From 2002-2003, Mr. Llorens was Director of Andean Affairs at the NSC, where he was the principal advisor to the President and National Security Advisor on issues pertaining to Colombia, Venezuela, Bolivia, Peru, and Ecuador. Prior to the NSC, he served for three years (1999-2002) as Principal Officer at the Consulate General in Vancouver, Canada. In Vancouver, he created a novel multi-agency “Law Enforcement Hub” that included the opening of FBI, ATF, U.S. Customs, Secret Service, and Regional Security offices to work with Canadian counterparts on counterterrorism and international crime investigations.
From 1997-1999, Mr. Llorens was Deputy Director of the Office of Economic Policy in the Bureau of Inter-American Affairs where he helped launch the FTAA negotiations in 1998. As a veteran diplomat who began his career in 1981, he has served in economic, commercial, consular and counter drug positions in Tegucigalpa, La Paz, Asunción, San Salvador, and Manila.

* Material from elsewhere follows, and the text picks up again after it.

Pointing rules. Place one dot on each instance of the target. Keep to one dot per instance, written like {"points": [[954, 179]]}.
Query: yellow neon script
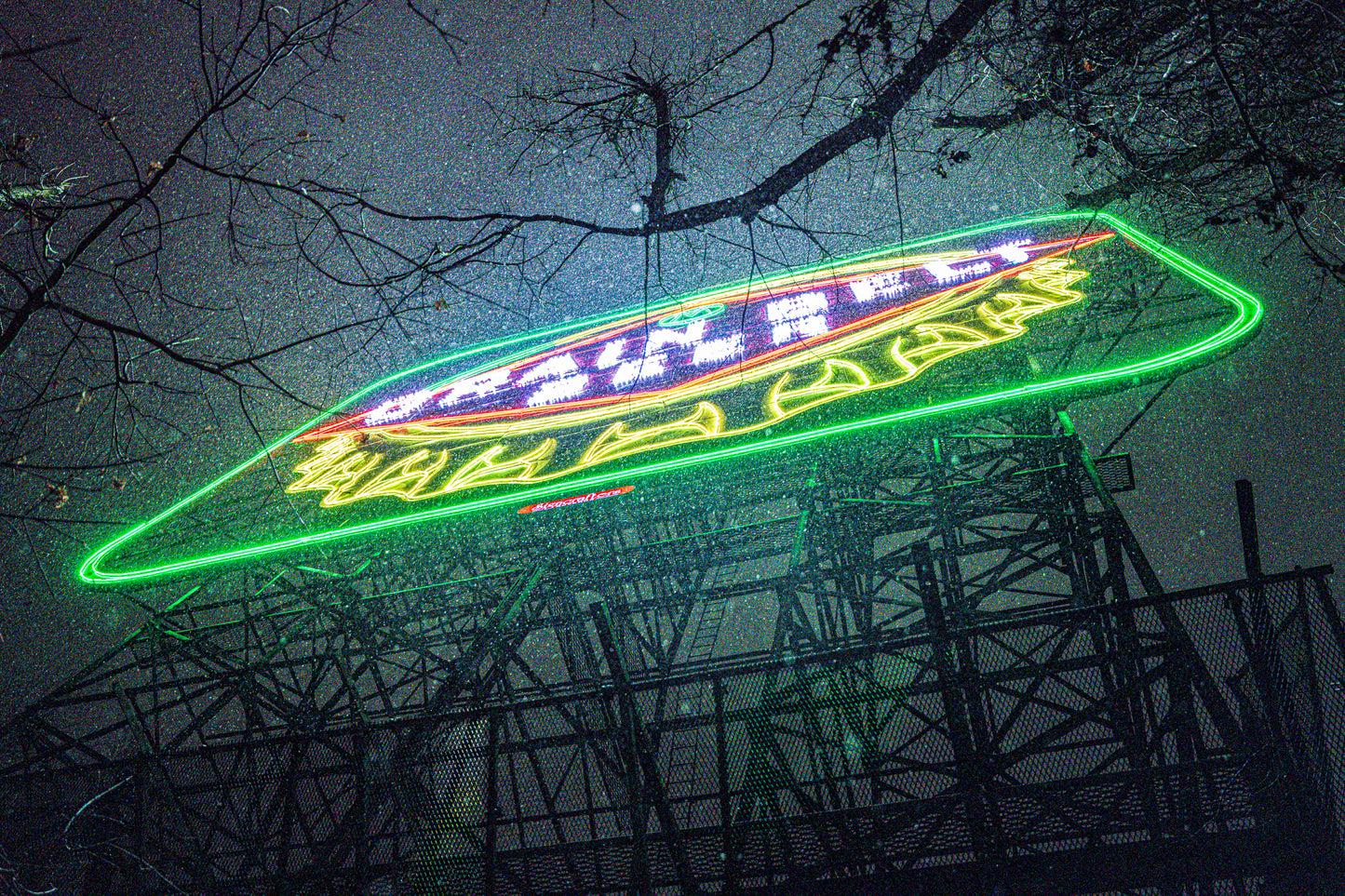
{"points": [[450, 459]]}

Mr. Llorens received his Master of Science in National Security Studies, National War College in 1997; Master of Arts in Economics, University of Kent at Canterbury, England in 1980; and Bachelor of Science in Foreign Service from Georgetown University in 1977.
Mr. Llorens has earned numerous awards for distinguished performance, including eight Superior Honor and six Meritorious Honor Awards. He is a past recipient of the Cobb Award for excellence in the promotion of U.S. business, was runner-up for the Saltzman Award for distinguished performance in advancing U.S. international economic interests, and was nominated for the James Baker Award for superior performance by a Deputy Chief of Mission. He speaks Spanish, Tagalog, and some French.
He is married to Lisett Aparicio Llorens, and they have two sons, Andrew and Dirk.